14 Mai

Erzähl mir keine Geschichten! Nr. 8 – Leseprobe

Der Blick aus den Fenstern in den alten Park. Vogeltänzerei.

Diese beflügelte Leichtigkeit befiederter Tänzerinnen und Tänzer ist in ihrer Stille und Akrobatik Natur gewordene Schönheit, von der sie allerdings nichts wissen, genauso wenig wie von den herrlichen Melodien ihrer Lockrufe und Reviergesänge, die sie Tag für Tag der Welt verschwenderisch schenken. Nur wir Menschen umhüllen sie noch zusätzlich mit dem Etikett der Vergänglichkeit. Wie überflüssig, wie pharisäisch! Denn anders als in der lebensfrohen Vogelwelt verstecken wir nur allzu gerne in unseren eigenen schön geredeten Wortgirlanden die düsteren Momente unseres Tuns. Als zäher Nebel kommen sie aber immer wieder zurück in unsere Erinnerungsarbeit, manchmal sehr, sehr viel später. So wie die Geschichte um die polnischen Zwangsarbeiter und Zwangsarbeiterinnen, die auch im Rheinland unter wahrlich unwürdigen Bedingungen arbeiten mussten – die größten Anstrengungen galten dabei aber der Arbeit am Überleben. In Beuel genauso wie in Siegburg, um nur zwei der zahllosen miesen Nester nationalsozialistischer Unterdrückungsorte zu nennen.

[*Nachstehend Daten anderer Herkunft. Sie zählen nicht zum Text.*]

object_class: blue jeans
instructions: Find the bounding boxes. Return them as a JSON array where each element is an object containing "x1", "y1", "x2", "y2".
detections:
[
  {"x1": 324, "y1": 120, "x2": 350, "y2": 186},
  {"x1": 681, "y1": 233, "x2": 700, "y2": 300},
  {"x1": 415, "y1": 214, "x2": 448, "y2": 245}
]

Beuel: in der Zeitung dieser Tage ein gestelltes Foto adrett hergerichteter Polinnen, die in ihren Gesichtszügen die Kränkung und die Angst kaum verbergen können, die sie Tag und Nacht in ihrem Würgegriff halten. Jadwiga Pawlowska. Eine von vielen. Sie lebten dicht gedrängt in überfüllten Baracken. Jadwiga Pawlowska starb unter menschenunwürdigen Bedingungen. Tuberkulose, keine ärztliche Hilfe, sie wurde einfach weggesperrt, bis sie starb. Jadwiga Pawlowska. Ein Name unter vielen in Beuel. 1943 – 1945.

Siegburg: Illa (94) erzählt ihrem Sohn beiläufig, dass sie im Betrieb auch polnische Zwangsarbeiter und Zwangsarbeiterinnen gehabt hätten. Jeden Tag habe sie eine Suppe für sie gekocht. In welchen Baracken haben sie hausen müssen? Wer waren die Aufseher? Der Sohn versäumt, nachzufragen, die Mutter wechselt das Thema. Was wussten die Seilers von ihren Lebensbedingungen vor Ort, wie wurden sie im Betrieb behandelt? Gab es da auch eine Jadwiga, eine Malgorzata? Tuberkulose? Wo sind sie beerdigt? Was geschah nach den Tagen der Kapitulation am 8. Mai 1945? Wechselte nun die Angst die Seiten? Fürchtete man auf dem Stallberg die Rache der Gedemütigten?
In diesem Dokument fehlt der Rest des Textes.